Plus tard, sous l’influence croissante de diverses instances européennes ou onusiennes, le débat public change quelque peu d’orientation. D’un côté se pose la question de la libéralisation ou non du marché de l’eau et de la privatisation des services de l’eau. Les différentes problématiques de la mondialisation occupent le devant de la scène. Pourtant, en Suisse, l’eau n’est presque jamais montrée comme un produit : sa valeur économique est liée aux processus de sa transformation en eau potable. Ceci est probablement l’un des facteurs qui expliquent la forte résistance observée contre la marchandisation de l’eau et contre la présence de grandes multinationales dans le domaine de la distribution de l’eau en Suisse.
Quand le débat se déconnecte des réalités locales
Parallèlement apparaît toute une panoplie de concepts généraux applicables, dit-on dans les arènes internationales, autant dans les pays industrialisés que dans les pays en développement. "L’eau est décrite de manière de plus en plus globalisante et déconnectée des réalités locales", constate Paola Rattu et il est alors de bon ton d’inciter citoyens et consommateurs à adopter des comportements qui n’ont pourtant pas grand-chose à voir avec les réalités hydrologiques et sociales qui, en Suisse, se déroulent à des échelles très locales.
Ce type d’arguments semble même faire fortune : "Les propositions formulées pour d’autres contextes (notamment les pays du Sud) sont reprises dans le contexte national et au niveau local, comme si l’eau était une ressource pleinement insérée dans le processus de mondialisation. Par exemple, la rareté de l’eau n’est pas débattue au cas par cas, mais postulée au niveau mondial, et ce postulat est utilisé pour suggérer des placements financiers dans le secteur de la gestion de l’eau en réseau".

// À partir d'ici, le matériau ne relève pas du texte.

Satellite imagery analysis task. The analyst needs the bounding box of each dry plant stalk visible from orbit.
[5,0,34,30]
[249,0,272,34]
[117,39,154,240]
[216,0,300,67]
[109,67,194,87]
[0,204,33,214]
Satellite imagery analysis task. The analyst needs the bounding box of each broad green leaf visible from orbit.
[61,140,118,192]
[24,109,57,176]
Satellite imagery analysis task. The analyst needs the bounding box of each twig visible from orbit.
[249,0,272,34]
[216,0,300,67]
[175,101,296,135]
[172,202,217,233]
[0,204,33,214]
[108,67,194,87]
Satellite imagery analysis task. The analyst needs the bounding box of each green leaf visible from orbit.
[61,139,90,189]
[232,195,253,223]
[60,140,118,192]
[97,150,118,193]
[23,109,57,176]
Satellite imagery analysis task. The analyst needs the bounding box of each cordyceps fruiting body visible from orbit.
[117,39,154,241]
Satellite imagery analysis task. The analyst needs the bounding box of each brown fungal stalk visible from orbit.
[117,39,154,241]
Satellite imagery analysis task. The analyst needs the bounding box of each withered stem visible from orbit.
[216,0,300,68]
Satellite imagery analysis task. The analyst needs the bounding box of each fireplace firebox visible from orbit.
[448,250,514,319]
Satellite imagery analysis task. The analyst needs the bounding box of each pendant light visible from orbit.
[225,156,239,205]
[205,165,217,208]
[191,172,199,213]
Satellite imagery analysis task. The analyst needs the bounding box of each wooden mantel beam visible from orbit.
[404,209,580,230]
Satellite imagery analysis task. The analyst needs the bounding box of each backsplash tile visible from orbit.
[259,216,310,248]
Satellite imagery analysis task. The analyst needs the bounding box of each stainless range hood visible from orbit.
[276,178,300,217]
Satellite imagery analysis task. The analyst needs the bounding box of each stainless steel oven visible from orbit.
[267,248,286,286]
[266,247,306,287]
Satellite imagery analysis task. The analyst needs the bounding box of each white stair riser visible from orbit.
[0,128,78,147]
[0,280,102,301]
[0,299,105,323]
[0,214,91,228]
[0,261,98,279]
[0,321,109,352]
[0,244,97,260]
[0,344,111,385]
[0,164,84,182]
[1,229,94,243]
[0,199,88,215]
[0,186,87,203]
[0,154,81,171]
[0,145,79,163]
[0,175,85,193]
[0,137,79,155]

Mais les discours de ce genre ne dureront pas très longtemps et changeront de manière assez radicale à partir du milieu des années 2000 : les échelles d’analyses globale et locale sont à nouveau clairement séparées et, s’agissant de la gestion des réseaux d’eau en Suisse, la rationalité économique et technique relègue au second plan les arguments moralisateurs qui se déplacent vers les produits de consommation, l’eau en bouteille notamment, jugée peu écologique mais aussi d’un coût beaucoup trop élevé comparé à celui de l’eau du robinet.
Un mode de gouvernance original
Après un certain flux et reflux des perceptions que l’on se fait parmi les consommateurs suisses romands des problématiques liées à la gestion de l’eau publique, il faut bien reconnaître que même si les dynamiques s’entremêlent, elles ne s’en trouvent finalement guère bouleversées. La suite des recherches menées par Paola Rattu devrait dire s’il faut ou non continuer à en chercher la principale explication dans la manière dont s’exerce le pouvoir politique et économique et dans le fonctionnement des institutions démocratiques.
"Je suis intimement convaincue, dit-elle, que la Suisse est un système spécial, non comparable et intrinsèquement différent de celui des pays qui l’entourent. Cela se voit dans la façon qu’on a dans ce pays d’aborder les problèmes, de faire circuler les informations et de participer aux processus de décision : cela requiert un investissement individuel responsable qu’on ne trouve pas forcément dans d’autres contextes."